Our Sepia Saturday theme image this week features two children who were Titanic orphans: along with their father they were passengers on the Titanic and whilst they were saved their father perished in the tragedy. It started me thinking about the dangers of the sea and that led me to another of the vintage postcards from the collection of my Great-Uncle, Fowler Beanland. The postcard features an illustration of a ship's pilot and a young girl, along with the first verse of a ballad written by the nineteenth century poet and songwriter, Thomas Haynes Bayly. The Pilot is the kind of ballad that gave the nineteenth century a bad reputation: a sticky concoction of melodrama and sentimentality. Brace yourself, here is the ballad in full:-
"Oh! Pilot! 'tis a fearful night, there's danger on the deep,
I'll come and pace the deck with thee, I do not dare to sleep."
"Go down," the sailor cried, "go down, this is no place for thee;
Fear not! but trust in Providence, wherever thou mayst be."
"Ah!
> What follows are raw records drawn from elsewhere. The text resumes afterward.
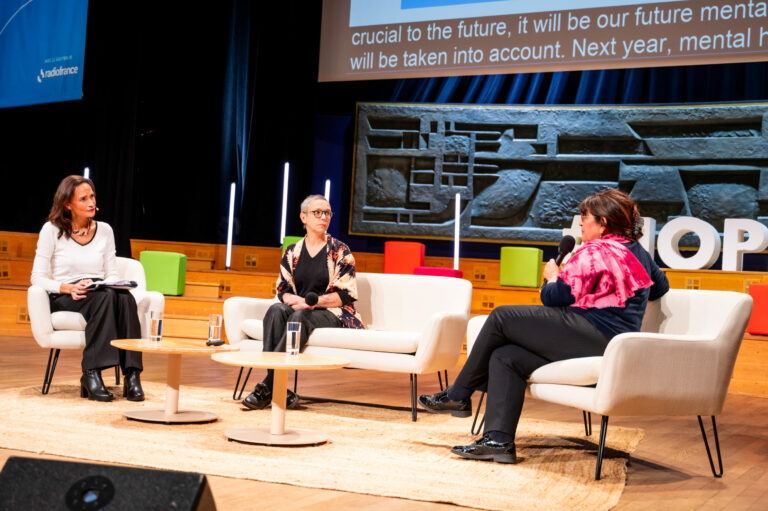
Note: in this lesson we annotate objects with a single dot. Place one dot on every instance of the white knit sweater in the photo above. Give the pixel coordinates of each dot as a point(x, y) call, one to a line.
point(64, 260)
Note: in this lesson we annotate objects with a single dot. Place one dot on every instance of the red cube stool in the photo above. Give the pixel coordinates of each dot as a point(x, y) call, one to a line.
point(403, 256)
point(438, 272)
point(758, 321)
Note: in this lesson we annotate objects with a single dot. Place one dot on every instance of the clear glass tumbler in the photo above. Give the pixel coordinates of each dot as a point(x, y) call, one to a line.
point(293, 338)
point(156, 326)
point(214, 328)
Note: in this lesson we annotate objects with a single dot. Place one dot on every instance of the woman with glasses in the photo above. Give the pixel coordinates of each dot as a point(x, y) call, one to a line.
point(318, 264)
point(602, 291)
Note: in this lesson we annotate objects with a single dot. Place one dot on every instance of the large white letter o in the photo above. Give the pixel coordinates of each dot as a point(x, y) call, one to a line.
point(669, 237)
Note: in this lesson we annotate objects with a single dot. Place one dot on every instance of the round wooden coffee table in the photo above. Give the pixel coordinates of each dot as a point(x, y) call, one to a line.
point(277, 434)
point(174, 348)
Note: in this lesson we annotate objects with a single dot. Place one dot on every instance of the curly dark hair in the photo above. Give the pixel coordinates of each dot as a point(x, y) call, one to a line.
point(616, 211)
point(60, 216)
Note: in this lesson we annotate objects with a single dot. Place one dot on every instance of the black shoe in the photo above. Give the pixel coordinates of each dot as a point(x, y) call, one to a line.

Pilot, dangers often met, we all are apt to slight,
And thou hast known these raging waves, but to subdue their might",
"It is not apathy," he cried, "that gives this strength to me,
Fear not but trust in Providence, wherever thou mayst be.
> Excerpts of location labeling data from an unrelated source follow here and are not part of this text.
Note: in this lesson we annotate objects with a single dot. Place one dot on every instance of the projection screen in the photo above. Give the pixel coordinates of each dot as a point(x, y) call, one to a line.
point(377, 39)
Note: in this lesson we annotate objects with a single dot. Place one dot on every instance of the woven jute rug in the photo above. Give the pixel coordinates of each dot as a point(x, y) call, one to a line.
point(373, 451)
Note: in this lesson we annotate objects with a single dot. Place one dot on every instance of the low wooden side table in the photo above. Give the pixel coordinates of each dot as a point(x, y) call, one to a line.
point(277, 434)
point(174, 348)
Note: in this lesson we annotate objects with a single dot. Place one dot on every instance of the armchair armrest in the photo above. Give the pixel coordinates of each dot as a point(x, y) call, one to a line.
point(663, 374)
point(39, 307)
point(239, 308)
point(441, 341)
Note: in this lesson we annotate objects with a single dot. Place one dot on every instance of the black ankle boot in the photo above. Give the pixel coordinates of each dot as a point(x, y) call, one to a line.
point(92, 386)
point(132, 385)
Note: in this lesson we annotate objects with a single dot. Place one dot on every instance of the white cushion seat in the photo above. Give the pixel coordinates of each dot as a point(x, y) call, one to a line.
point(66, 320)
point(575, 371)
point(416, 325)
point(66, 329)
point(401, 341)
On such a night the sea engulfed my father's lifeless form;
My only brother's boat went down, in just so wild a storm;
And such, perhaps, may be my fate, but still I say to thee,
Fear not but trust in Providence, wherever thou mayst be."
You have to admit, it is hardly Bob Dylan! I tried to find a musical rendition of the song on YouTube in the hope that it might grow on me when I heard it sung, but nobody has dared to share one yet. Perhaps those two young children who feature in our theme image, feared not but trusted in Providence, who knows. But if they had placed their trust in the White Star Line providing sufficient lifeboats, that trust had been clearly misplaced.
I have just remembered that I have recently booked a Baltic cruise for the summer, so I am off to source a copy of the music so that I can learn to sing it. Just the thing for the passenger talent contest.